Вьющиеся каштановые волосы, тоже отцовские, доставляли ей ужасную мороку, особенно на соревнованиях: как ни завязывай их, а выскальзывают и, своевольные, разлетаются, мчатся на ветру как бешеные, заметая глаза и зализывая щеки.
А о том, чего стоила ей постоянная битва – это ежеминутное пробивание брони между собой и безжалостно звучащим миром, – свидетельствовали тяжелые провалы в сон, что случались время от времени и продолжались дня по два, по три: она падала без сил и засыпала, и все спала и спала, будто опоенная сказочным зельем, не отзываясь на тревожные прикосновения домашних, иногда что-то жалобно мыча на требования бабушки «не валяться, как падаль, а встать и, по крайней мере, выпить чаю!».
Ее школы, которую она ждала с радостно-таинственным нетерпением, Илья панически боялся. Игры с дворовыми приятелями в счет не шли – все это были дети и внуки старых соседей, почти что родственников; к тому же ее доброжелательность, открытая ясность душевных намерений, мальчишеская прямота и страсть к справедливости в играх всегда усмиряли самых отъявленных забияк.
– Папа! Я чемпион по рельсе! – объявила однажды, и он ее понял.
С незапамятных времен на их улице существовала такая забава – чугунная рельса на врытых в землю подставках. И бревном служила, и козлом, и все физкультурные упражнения, все детские игры и все увечья происходили от этой рельсы. «Чемпион по рельсе» еще во времена его детства означало вершину ловкости. Означало, что его бесстрашная прыгунья легко оседлала дворовый Олимп.
А вот предстоящей школы – боялся. Он и свою-то ненавидел все годы учебы. Но мысль, что шесть или восемь часов его девочка будет обречена одна противостоять возможным насмешкам и издевательствам жестоких чужих детей, – эта мысль просто сводила Илью с ума. Некоторое время он даже колебался – не послушать ли давнего совета сурдолога Рачковского, не определить ли ребенка в «специальное учебное заведение с пониженными, щадящими требованиями», но в ярости задушил этот трусливый порыв.
Накануне первого школьного дня, когда новенький ранец со всей восхитительно пахучей начинкой из магазина «Канцтовары» уже стоял на полу около «рыдвана», доставшегося ей в наследство от Зверолова, Илья посадил дочь на стул перед собой, положил ладонь на острую коленку и твердо проговорил:
– Они жестокие, глупые, завистливые. Все! За редким исключением.

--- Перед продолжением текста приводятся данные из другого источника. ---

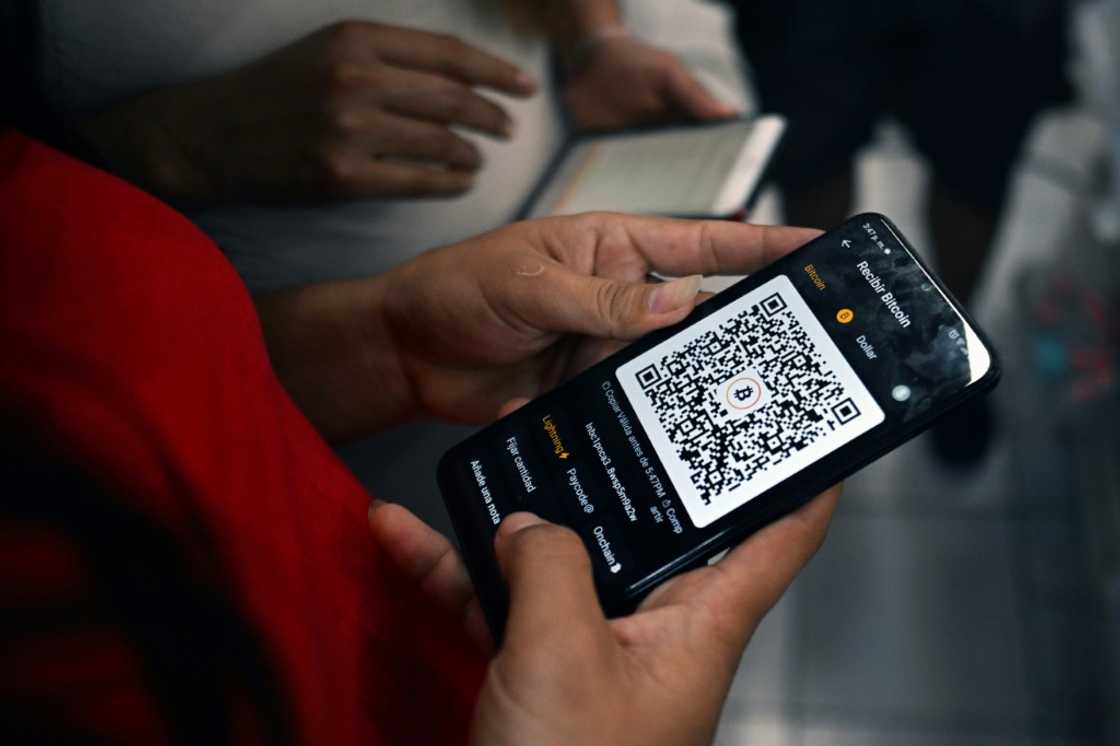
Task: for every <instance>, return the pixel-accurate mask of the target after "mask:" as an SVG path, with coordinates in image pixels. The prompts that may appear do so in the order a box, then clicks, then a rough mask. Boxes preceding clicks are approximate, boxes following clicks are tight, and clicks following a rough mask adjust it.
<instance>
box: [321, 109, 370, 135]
mask: <svg viewBox="0 0 1120 746" xmlns="http://www.w3.org/2000/svg"><path fill="white" fill-rule="evenodd" d="M327 122H328V124H329V127H330V129H332V130H334V131H335V132H337V133H339V134H343V136H357V134H361V133H363V132H365V131H366V129H367V127H366V123H365V119H364V118H363V116H362V115H361V114H358V113H357V112H354V111H351V110H348V109H345V108H338V109H335V110H334V111H332V112H329V113H328V114H327Z"/></svg>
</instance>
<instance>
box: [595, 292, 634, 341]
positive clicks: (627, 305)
mask: <svg viewBox="0 0 1120 746" xmlns="http://www.w3.org/2000/svg"><path fill="white" fill-rule="evenodd" d="M629 300H631V298H629V293H628V292H626V288H625V287H623V286H620V285H618V283H616V282H600V283H599V286H598V288H597V289H596V291H595V310H596V313H597V314H598V315H599V318H600V319H601V320H603V321H604V324H605V328H606V332H607V334H608V335H610V336H618V333H619V329H620V328H622V325H623V323H624V320H625V319H626V317H627V315H628V310H629Z"/></svg>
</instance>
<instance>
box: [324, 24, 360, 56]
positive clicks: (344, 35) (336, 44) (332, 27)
mask: <svg viewBox="0 0 1120 746" xmlns="http://www.w3.org/2000/svg"><path fill="white" fill-rule="evenodd" d="M368 31H370V25H368V24H365V22H363V21H360V20H354V19H344V20H340V21H336V22H334V24H332V25H330V26H328V27H327V29H326V35H327V43H328V44H329V45H330V46H332V47H336V48H343V49H348V48H351V47H353V46H355V45H357V44H361V43H362V41H364V40H365V39H366V35H367V32H368Z"/></svg>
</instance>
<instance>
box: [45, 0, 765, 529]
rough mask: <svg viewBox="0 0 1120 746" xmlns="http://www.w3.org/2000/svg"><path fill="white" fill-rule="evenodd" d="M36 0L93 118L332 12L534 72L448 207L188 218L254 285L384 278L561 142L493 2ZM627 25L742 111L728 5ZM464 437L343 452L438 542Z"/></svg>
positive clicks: (646, 7) (497, 213) (452, 239)
mask: <svg viewBox="0 0 1120 746" xmlns="http://www.w3.org/2000/svg"><path fill="white" fill-rule="evenodd" d="M111 6H112V9H111V10H109V9H108V8H106V3H102V2H90V1H88V0H45V2H44V8H45V21H46V22H45V31H46V39H45V40H46V44H45V46H46V48H47V49H48V50H49V54H48V56H47V57H46V58H45V60H44V64H45V72H46V74H47V76H48V81H50V82H52V85H50V90H52V91H53V92H54V93H55V95H56V100H57V101H56V103H58V104H59V105H60V106H62V108H63V110H65V111H71V112H92V111H96V110H99V109H102V108H105V106H108V105H110V104H112V103H114V102H116V101H120V100H123V99H128V97H130V96H133V95H137V94H139V93H142V92H144V91H149V90H151V88H156V87H161V86H167V85H172V84H176V83H183V82H187V81H192V80H197V78H199V77H204V76H211V75H216V74H221V73H223V72H227V71H230V69H233V68H235V67H239V66H241V65H244V64H246V63H249V62H251V60H254V59H256V58H259V57H261V56H262V55H264V54H267V53H270V52H272V50H274V49H277V48H279V47H281V46H283V45H287V44H289V43H291V41H295V40H296V39H299V38H301V37H304V36H307V35H308V34H310V32H312V31H315V30H317V29H319V28H321V27H324V26H327V25H330V24H333V22H335V21H339V20H344V19H358V20H371V21H379V22H382V24H391V25H396V26H410V27H414V28H421V29H426V30H431V31H445V32H450V34H455V35H456V36H458V37H460V38H461V39H464V40H465V41H467V43H469V44H473V45H475V46H477V47H480V48H484V49H486V50H488V52H491V53H493V54H496V55H498V56H502V57H504V58H506V59H508V60H510V62H512V63H513V64H515V65H519V66H521V67H522V68H523V69H525V71H526V72H529V73H530V74H531V75H533V76H534V77H535V78H536V80H538V81H539V82H540V83H541V90H540V91H539V92H538V93H536V95H534V96H533V97H532V99H529V100H513V99H507V97H503V96H497V95H496V94H492V93H487V95H495V96H496V97H498V99H500V100H501V101H502V104H503V105H504V106H505V108H506V110H507V111H508V112H510V113H511V114H512V115H513V118H514V120H515V127H516V132H515V136H514V138H513V139H512V141H508V142H498V141H494V140H491V139H487V138H485V137H479V136H474V134H468V133H464V136H465V137H469V138H470V139H472V140H473V141H474V142H476V143H477V146H478V147H479V149H480V151H482V153H483V157H484V159H485V166H484V167H483V169H482V170H480V171H479V174H478V175H477V179H476V183H475V187H474V189H473V190H472V192H469V193H468V194H466V195H464V196H461V197H457V198H455V199H439V201H366V202H349V203H340V204H336V205H330V206H318V207H302V208H300V207H254V206H244V205H236V206H226V207H214V208H207V209H203V211H193V212H192V211H188V213H187V214H188V216H189V217H190V218H192V220H194V221H195V222H196V223H197V224H198V225H199V226H200V227H202V229H203V230H204V231H206V232H207V233H208V234H209V235H211V236H212V237H213V239H214V240H215V241H216V242H217V244H218V245H220V246H221V248H222V249H223V250H224V251H225V252H226V254H227V255H228V257H230V259H231V260H232V261H233V263H234V265H235V267H236V268H237V270H239V271H240V272H241V274H242V277H243V278H244V279H245V282H246V285H248V286H249V287H250V288H251V289H253V290H260V289H276V288H283V287H290V286H298V285H306V283H308V282H314V281H319V280H327V279H340V278H353V277H361V276H365V274H371V273H375V272H381V271H384V270H386V269H389V268H391V267H393V265H395V264H398V263H400V262H402V261H405V260H408V259H410V258H411V257H414V255H416V254H418V253H420V252H422V251H423V250H426V249H429V248H432V246H438V245H442V244H447V243H452V242H456V241H461V240H464V239H467V237H469V236H473V235H476V234H478V233H483V232H485V231H488V230H491V229H494V227H496V226H498V225H502V224H504V223H506V222H508V221H510V218H511V217H513V216H514V215H515V213H516V211H517V208H519V207H520V206H521V204H522V202H523V201H524V199H525V197H526V195H528V194H529V193H530V190H531V189H532V187H533V186H534V185H535V183H536V180H538V179H539V177H540V175H541V172H542V171H543V169H544V167H545V166H547V165H548V162H549V160H550V159H551V157H552V155H553V153H554V152H556V151H557V149H558V148H559V147H560V144H561V142H562V139H563V130H562V123H561V116H560V111H559V109H558V108H557V104H556V91H554V90H553V88H552V86H551V85H550V84H549V75H548V64H549V58H548V49H547V47H545V45H544V43H543V41H541V40H539V39H535V40H534V39H525V38H521V37H519V36H517V35H516V34H514V31H513V30H512V29H511V28H510V26H508V24H506V21H505V19H504V17H503V16H502V13H501V10H500V3H498V2H497V1H496V0H377V1H371V0H366V1H362V0H232V1H231V0H159V1H158V2H152V1H150V0H133V1H131V2H129V1H127V0H114V2H112V3H111ZM624 8H625V11H626V19H627V26H628V27H629V28H631V30H632V31H633V32H635V34H637V35H638V36H642V37H643V38H645V39H647V40H650V41H651V43H654V44H657V45H659V46H662V47H664V48H669V49H671V50H673V52H676V53H678V54H679V55H680V56H681V57H682V58H683V59H684V60H685V63H687V64H689V65H690V67H691V68H692V71H693V73H694V74H697V76H698V77H699V78H700V80H701V82H702V83H704V84H706V85H707V86H708V87H709V90H711V91H712V93H715V94H716V95H718V96H720V97H721V99H722V100H725V101H727V102H729V103H732V104H736V105H738V106H740V108H743V109H744V110H746V108H747V104H746V101H747V100H746V96H745V84H744V81H743V75H741V69H740V65H739V62H738V56H737V55H736V53H735V52H734V46H732V44H731V37H730V32H729V25H728V18H727V13H726V11H725V10H724V9H722V8H720V7H717V6H713V4H710V3H707V2H700V1H699V0H680V1H678V2H664V1H663V0H628V2H626V3H624ZM469 431H470V429H469V428H463V427H451V426H446V425H436V423H424V425H416V426H411V427H408V428H400V429H396V430H392V431H390V432H386V433H383V435H381V436H379V437H376V438H372V439H370V440H366V441H364V442H361V444H356V445H354V446H352V447H349V448H348V449H346V450H345V451H344V453H343V456H344V458H345V460H346V461H347V464H348V466H349V467H351V468H352V469H353V470H354V472H355V474H356V475H357V476H358V477H360V478H361V479H362V482H363V483H365V485H366V486H367V487H370V488H371V489H372V491H373V492H374V494H382V495H386V496H391V497H393V498H395V500H403V501H404V502H405V503H407V504H408V505H409V506H410V507H411V509H412V510H413V511H416V512H417V513H418V514H419V515H420V517H422V519H424V520H426V521H427V522H429V523H430V524H432V525H435V526H436V528H437V529H440V530H442V531H445V532H447V533H449V524H448V521H447V516H446V513H445V512H444V509H442V504H441V502H440V498H439V493H438V489H437V486H436V483H435V464H436V460H437V459H438V458H439V456H440V454H441V453H444V451H445V450H446V449H447V448H448V447H450V446H451V445H454V444H455V442H457V441H458V440H460V439H461V438H464V437H465V436H466V435H467V433H468V432H469Z"/></svg>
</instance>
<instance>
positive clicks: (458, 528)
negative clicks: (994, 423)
mask: <svg viewBox="0 0 1120 746" xmlns="http://www.w3.org/2000/svg"><path fill="white" fill-rule="evenodd" d="M869 220H875V221H881V222H884V223H885V224H886V225H887V226H888V227H889V229H890V230H892V232H893V234H894V236H895V237H896V239H897V240H898V241H899V243H900V244H902V245H903V248H904V249H905V250H906V252H907V253H908V254H909V257H911V258H912V259H913V260H914V261H915V262H916V263H917V265H918V267H920V268H921V269H922V270H923V271H924V272H925V273H926V276H927V277H928V278H930V280H931V282H932V283H933V285H934V286H935V287H936V288H937V290H939V291H940V292H941V293H942V295H943V296H944V298H945V299H946V301H948V302H949V305H950V307H951V308H952V309H953V311H954V313H955V314H956V315H958V317H959V318H960V319H961V320H962V321H963V323H964V324H967V325H969V326H970V327H971V329H972V330H973V332H974V334H976V336H977V338H978V339H979V342H980V343H981V344H982V345H983V346H984V348H986V351H987V352H988V354H989V356H990V364H989V367H988V371H987V372H986V373H984V374H983V375H982V376H981V377H980V379H978V380H976V381H973V382H971V383H969V384H968V385H965V386H964V388H963V389H961V390H960V391H959V392H956V393H954V394H952V395H950V397H946V398H944V399H942V400H939V402H937V405H936V407H931V409H930V410H928V411H926V412H924V413H923V414H921V416H918V417H916V418H914V419H913V420H911V421H908V422H906V423H904V425H898V423H892V422H888V421H884V422H883V423H880V425H878V426H876V427H875V428H874V429H871V430H869V431H868V432H866V433H864V435H861V436H859V437H858V438H856V439H855V440H852V441H851V442H849V444H846V445H844V446H841V447H840V448H838V449H837V450H834V451H832V453H831V454H829V455H827V456H824V457H823V458H821V459H820V460H818V461H814V463H813V466H812V468H806V469H803V470H802V472H800V473H797V474H795V475H794V476H792V477H790V478H787V479H785V481H783V482H781V483H780V484H777V485H775V486H774V487H772V488H771V489H767V491H766V492H764V493H762V494H760V495H758V496H757V497H755V498H754V500H752V501H750V502H749V503H746V504H745V505H744V506H740V507H738V509H736V510H735V511H731V512H730V513H728V515H727V516H724V517H721V519H719V520H718V521H717V522H716V523H713V524H712V525H717V524H719V523H721V522H725V521H726V522H727V525H726V526H724V528H721V529H719V530H718V531H717V532H716V533H713V534H711V535H709V537H708V538H707V539H706V540H704V541H702V542H700V543H698V544H697V545H696V547H694V548H693V549H691V550H689V551H688V552H685V553H683V554H681V556H680V557H679V558H678V559H675V560H673V561H672V562H670V563H666V565H665V566H663V567H662V568H660V569H659V570H657V571H655V572H653V574H651V575H650V576H646V577H645V578H643V579H641V580H640V581H637V582H635V584H633V585H632V586H631V587H629V588H628V590H627V591H626V593H624V594H618V595H616V596H610V597H605V596H604V594H601V593H600V595H599V598H600V603H601V604H603V607H604V610H605V613H607V614H608V615H610V616H617V615H622V614H626V613H629V612H632V610H633V609H634V608H635V607H636V606H637V605H638V604H640V603H641V599H642V598H644V597H645V595H646V594H648V593H650V591H651V590H652V589H653V588H654V587H656V586H657V585H660V584H661V582H664V581H665V580H668V579H669V578H671V577H673V576H674V575H678V574H680V572H683V571H687V570H689V569H691V568H694V567H698V566H700V565H702V563H704V562H707V561H708V560H709V559H710V558H711V557H713V556H716V554H718V553H719V552H721V551H724V550H725V549H728V548H730V547H734V545H736V544H737V543H739V542H740V541H743V540H744V539H745V538H746V537H748V535H750V534H752V533H754V532H755V531H757V530H759V529H760V528H763V526H765V525H767V524H768V523H772V522H773V521H775V520H777V519H780V517H781V516H782V515H785V514H788V513H791V512H793V511H795V510H796V509H799V507H800V506H802V505H804V504H805V503H806V502H809V501H810V500H811V498H812V497H813V496H815V495H818V494H820V493H821V492H823V491H824V489H827V488H829V487H831V486H832V485H834V484H837V483H839V482H842V481H843V479H846V478H847V477H849V476H851V475H852V474H855V473H856V472H858V470H859V469H861V468H864V467H865V466H867V465H868V464H870V463H872V461H875V460H876V459H878V458H880V457H881V456H884V455H886V454H887V453H889V451H892V450H894V449H895V448H897V447H898V446H900V445H903V444H905V442H907V441H908V440H911V439H913V438H914V437H915V436H917V435H918V433H921V432H922V431H924V430H925V429H927V428H928V427H930V426H931V425H932V423H933V422H934V421H935V420H936V419H939V418H941V417H943V416H944V414H946V413H949V412H951V411H953V410H954V409H956V408H958V407H960V405H961V404H963V403H964V402H965V401H968V400H970V399H972V398H974V397H977V395H981V394H983V393H986V392H988V391H990V390H991V389H992V388H995V385H996V384H997V383H998V381H999V377H1000V375H1001V366H1000V362H999V355H998V353H997V351H996V348H995V347H993V345H992V344H991V342H990V339H989V337H988V335H987V334H986V333H984V332H983V329H981V328H980V327H979V326H978V325H977V324H976V321H974V320H973V319H972V317H971V316H970V315H969V314H968V311H967V310H965V309H964V308H963V306H962V305H961V302H960V301H959V300H958V299H956V297H955V296H954V295H953V293H952V292H951V291H950V290H949V289H948V288H946V287H945V286H944V283H943V282H942V281H941V279H940V278H939V277H937V276H936V274H934V273H933V272H932V271H931V270H930V268H928V265H927V264H926V263H925V261H923V259H922V257H921V254H918V253H917V252H916V251H915V250H914V246H913V245H912V244H911V243H909V241H908V240H907V239H906V237H905V235H904V234H903V233H902V231H899V230H898V227H897V226H896V225H895V224H894V223H893V222H892V221H890V220H889V218H887V217H885V216H884V215H880V214H877V213H862V214H860V215H856V216H853V217H851V218H849V221H847V222H846V223H844V226H848V225H850V224H851V223H855V222H859V223H862V222H867V221H869ZM844 226H841V227H844ZM838 230H840V229H838ZM828 236H829V233H825V234H824V235H822V236H821V237H819V239H815V240H814V241H811V242H810V243H809V244H806V248H808V246H809V245H812V244H814V243H816V242H818V241H822V240H827V239H828ZM803 249H804V248H802V249H799V250H796V251H794V252H793V253H791V254H788V255H787V257H784V258H782V259H781V260H778V261H776V262H774V263H773V264H771V265H768V267H766V268H764V269H763V270H759V271H758V272H756V273H754V274H752V276H750V277H748V278H744V279H743V280H740V281H739V282H736V283H735V285H732V286H730V287H729V288H727V289H726V290H724V291H722V292H720V293H718V295H717V296H713V297H712V298H710V299H709V300H707V301H704V302H703V304H700V305H698V306H697V308H696V309H694V310H693V311H692V314H690V315H689V316H688V317H685V318H684V319H683V320H682V321H679V323H678V324H674V325H672V326H670V327H666V328H664V329H659V330H656V332H653V333H651V334H648V335H646V336H644V337H642V338H641V339H638V341H636V342H635V343H634V344H633V345H631V346H629V347H627V348H626V349H623V351H619V352H617V353H615V354H613V355H610V356H609V357H607V358H605V360H603V361H600V362H599V363H597V364H595V365H592V366H591V367H590V369H588V370H587V371H584V372H582V373H579V374H578V376H573V377H579V376H585V375H588V376H595V375H596V374H599V375H601V369H604V367H606V369H610V370H613V369H616V367H618V366H619V365H620V364H622V363H623V362H625V361H626V360H629V358H632V357H634V356H636V355H638V354H641V353H642V352H643V351H645V349H648V348H651V347H653V346H654V345H656V344H659V343H660V342H662V341H663V339H665V338H668V337H670V336H672V335H674V334H676V333H678V332H680V330H681V329H684V328H687V327H688V326H691V325H692V324H696V323H697V321H698V320H700V319H701V318H703V317H704V316H707V315H709V314H711V313H715V311H716V310H718V309H719V308H722V307H724V306H725V305H727V304H729V302H732V301H734V300H735V299H736V298H737V297H739V296H741V295H743V293H745V292H748V291H749V290H752V289H753V288H755V287H758V286H760V285H763V283H764V282H767V281H768V280H771V279H772V278H773V277H776V276H777V274H780V273H782V272H783V271H785V268H786V265H787V264H790V263H793V262H795V259H793V258H795V257H796V255H797V253H799V252H801V251H802V250H803ZM567 384H568V382H566V383H563V384H561V385H560V386H557V389H553V390H552V391H550V392H548V393H545V394H542V397H549V395H553V394H559V392H561V391H562V390H563V388H564V386H566V385H567ZM501 422H502V420H498V421H496V422H494V423H491V425H489V426H487V427H486V428H484V429H482V430H480V431H479V432H476V433H475V435H473V436H472V437H470V438H467V439H466V440H464V441H463V442H460V444H458V445H456V446H455V447H452V448H451V449H450V450H448V451H447V454H445V455H444V457H442V458H441V459H440V461H439V465H438V467H437V482H438V484H439V488H440V492H441V494H442V496H444V502H445V504H446V506H447V510H448V513H449V515H450V517H451V524H452V526H454V529H455V532H456V535H457V537H458V539H459V542H460V550H461V552H463V557H464V561H465V562H466V565H467V569H468V572H469V574H470V577H472V580H473V582H474V584H475V590H476V593H477V595H478V598H479V602H480V604H482V607H483V612H484V614H485V615H486V618H487V621H488V623H489V625H491V630H492V631H493V632H494V633H495V638H500V637H501V632H502V630H503V627H504V621H505V609H506V606H507V603H508V600H507V598H506V595H505V584H504V580H503V578H502V574H501V570H500V568H498V567H497V561H496V558H495V556H494V551H493V545H492V543H491V531H489V530H488V526H486V524H485V523H483V522H482V521H479V517H480V511H470V509H469V505H473V504H474V503H473V501H468V500H455V497H454V495H452V494H451V489H452V486H451V477H450V475H449V470H450V468H451V467H450V463H451V459H452V458H454V456H455V454H456V453H458V451H459V450H460V449H461V448H465V447H466V446H467V444H470V442H473V441H474V440H475V439H476V438H485V437H486V433H487V432H489V431H491V430H492V429H494V428H497V427H500V425H501ZM449 496H450V498H449ZM747 505H749V506H750V507H749V510H744V509H745V507H746V506H747Z"/></svg>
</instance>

Его воспитанная бабушкой манера изъясняться, внятно и без лишних слов, в общении с дочерью обрела форму почти совершенную. Просто всю ее душевную отвагу, ее страхи и оборонительные приготовления он ощущал как свои. Сейчас ему не нужно было уточнять, кто такие безликие «они». «Они» – это был весь мир, другой мир: здоровый, ушастый, равнодушный, подловато-изворотливый, сбивающий на переменках с ног.
– Они не терпят, когда человек в чем-то… отличается от них. В компаниях, в классах, в группах – они всем дают клички.
– Я знаю, папа, – ответила Айя, с готовностью глядя в его лицо.
Всегда чувствовала – по выражению глаз, что ли, по мимике губ, – за какой его фразой последует продолжение, важное продолжение, которое надо принять к сведению.
– Скорее всего, и я думаю, непременно, – тебе дадут кличку «Глухая».
– Я тоже так думаю.
Он помолчал, крепко сжал и отпустил ее коленку.
Поднялся со стула, распрямил плечи и проговорил, легко улыбнувшись:
– Как только тебе там опротивеет, хотя бы и к концу первого дня, мы найдем другую школу.
Она улыбнулась в ответ, глядя на него снизу вверх:
– И там мне дадут другую кличку, папа?
Так вот же тебе, вот тебе, вот тебе! – торжествуя, повторял он то ли себе, то ли бабушке, возвращаясь домой после первого – спустя неделю учебы – знакомства с учительницей. И в сотый раз хвалил себя за «недопустимое легкомыслие и страусиную трусость», по словам бабушки, которая считала, что о девочке надо предупредить заранее: «Расставить все флажки, заставить их быть начеку, нагнать на них страху!» – и так далее. Ничего этого не понадобилось.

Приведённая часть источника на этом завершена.